/vptest

Candidate assignment using variancePartition

Working as a postdoc, staff scientist or bioinformatician requires not only strong technical skills, but also the independence to pick up new workflows quickly. Here in the Center for Disease Neurogenomics at the Icahn School of Medince at Mount Sinai, we work with a broad range of functional genomic datasets from human brain tissue. One of the first analyses we run on a dataset is a variance partitioning analysis to identify study variables that are correlated with gene expression. Many colleagues at Sinai and other institutions use this software pretty regularly in genomics applications.

Since this analysis is a common task in our work, we have found that candidates who have the independent motivation to get this analysis up and running are likely to be successful in their new role in our group.

I’ve given this test to many candidates over the last few years. It is deliberately open-ended, because that is what starting a functional genomics project is often like.

Assignment

  1. Read variancePartition manuscript and install the software from the Bioconductor page

  2. Apply it to ImmVar dataset and describe what you learned about biology of gene expression

  3. How would you apply this framework to a biological question you are interested in?

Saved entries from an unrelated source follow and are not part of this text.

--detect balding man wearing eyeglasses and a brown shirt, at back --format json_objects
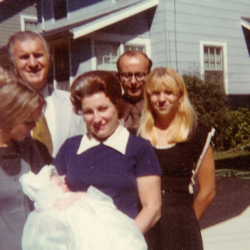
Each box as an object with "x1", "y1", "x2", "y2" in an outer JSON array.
[{"x1": 116, "y1": 50, "x2": 152, "y2": 128}]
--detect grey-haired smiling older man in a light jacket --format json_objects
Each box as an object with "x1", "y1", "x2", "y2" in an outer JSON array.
[{"x1": 8, "y1": 31, "x2": 85, "y2": 163}]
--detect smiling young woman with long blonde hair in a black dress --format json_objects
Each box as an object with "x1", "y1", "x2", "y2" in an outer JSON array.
[{"x1": 138, "y1": 68, "x2": 215, "y2": 250}]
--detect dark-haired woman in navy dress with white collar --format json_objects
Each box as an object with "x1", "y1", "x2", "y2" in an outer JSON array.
[{"x1": 53, "y1": 71, "x2": 161, "y2": 233}]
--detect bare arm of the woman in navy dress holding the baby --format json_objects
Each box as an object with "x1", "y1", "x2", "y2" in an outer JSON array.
[{"x1": 135, "y1": 175, "x2": 161, "y2": 234}]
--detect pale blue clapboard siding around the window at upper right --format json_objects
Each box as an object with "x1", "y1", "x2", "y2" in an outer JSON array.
[{"x1": 150, "y1": 0, "x2": 250, "y2": 94}]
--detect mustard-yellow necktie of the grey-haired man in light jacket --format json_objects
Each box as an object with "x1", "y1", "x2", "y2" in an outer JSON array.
[{"x1": 32, "y1": 115, "x2": 53, "y2": 155}]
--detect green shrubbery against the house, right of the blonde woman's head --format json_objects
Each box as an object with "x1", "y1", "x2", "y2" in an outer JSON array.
[{"x1": 183, "y1": 75, "x2": 250, "y2": 151}]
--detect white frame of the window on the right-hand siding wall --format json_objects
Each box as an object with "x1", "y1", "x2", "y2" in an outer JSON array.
[{"x1": 200, "y1": 41, "x2": 228, "y2": 94}]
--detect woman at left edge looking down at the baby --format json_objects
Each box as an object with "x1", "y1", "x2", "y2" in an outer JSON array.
[{"x1": 0, "y1": 67, "x2": 45, "y2": 250}]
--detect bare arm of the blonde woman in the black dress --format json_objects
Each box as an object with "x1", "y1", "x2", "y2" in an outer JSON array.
[{"x1": 194, "y1": 146, "x2": 215, "y2": 221}]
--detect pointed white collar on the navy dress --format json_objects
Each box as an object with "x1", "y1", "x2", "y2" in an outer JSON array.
[{"x1": 77, "y1": 125, "x2": 129, "y2": 155}]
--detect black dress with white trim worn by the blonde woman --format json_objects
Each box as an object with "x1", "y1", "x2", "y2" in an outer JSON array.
[{"x1": 146, "y1": 127, "x2": 214, "y2": 250}]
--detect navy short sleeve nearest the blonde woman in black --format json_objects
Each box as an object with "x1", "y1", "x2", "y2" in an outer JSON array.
[{"x1": 133, "y1": 137, "x2": 162, "y2": 177}]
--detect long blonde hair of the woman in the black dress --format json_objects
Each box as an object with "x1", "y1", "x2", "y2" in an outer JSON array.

Data from ImmVar (below) used in Figure 4 of the variancePartition manuscript.

Original data is described here

Raj, et al, 2014. Polarization of the effects of autoimmune and neurodegenerative risk alleles in leukocytes. Science doi:10.1126/science.1249547

De Jager, et al, 2015. ImmVar project: Insights and design considerations for future studies of "healthy" immune variation. Seminars in Immunology.
doi:10.1016/j.smim.2015.03.003

Data for analysis in R

The data available from https://hoffmg01.hpc.mssm.edu/ImmVar/

  • user: rnaseq
  • password: immvar

This is just formatted data I downloaded from GEO:GSE56035. Everything was open and public to begin with.

The data is stored in a binary format readable with

info = readRDS('info.RDS')
ppData = readRDS('exprObj.RDS')

The dataset is fairly large, so if you machine has < 8Gb memory, you can do the analysis on a subset of a few thousand genes.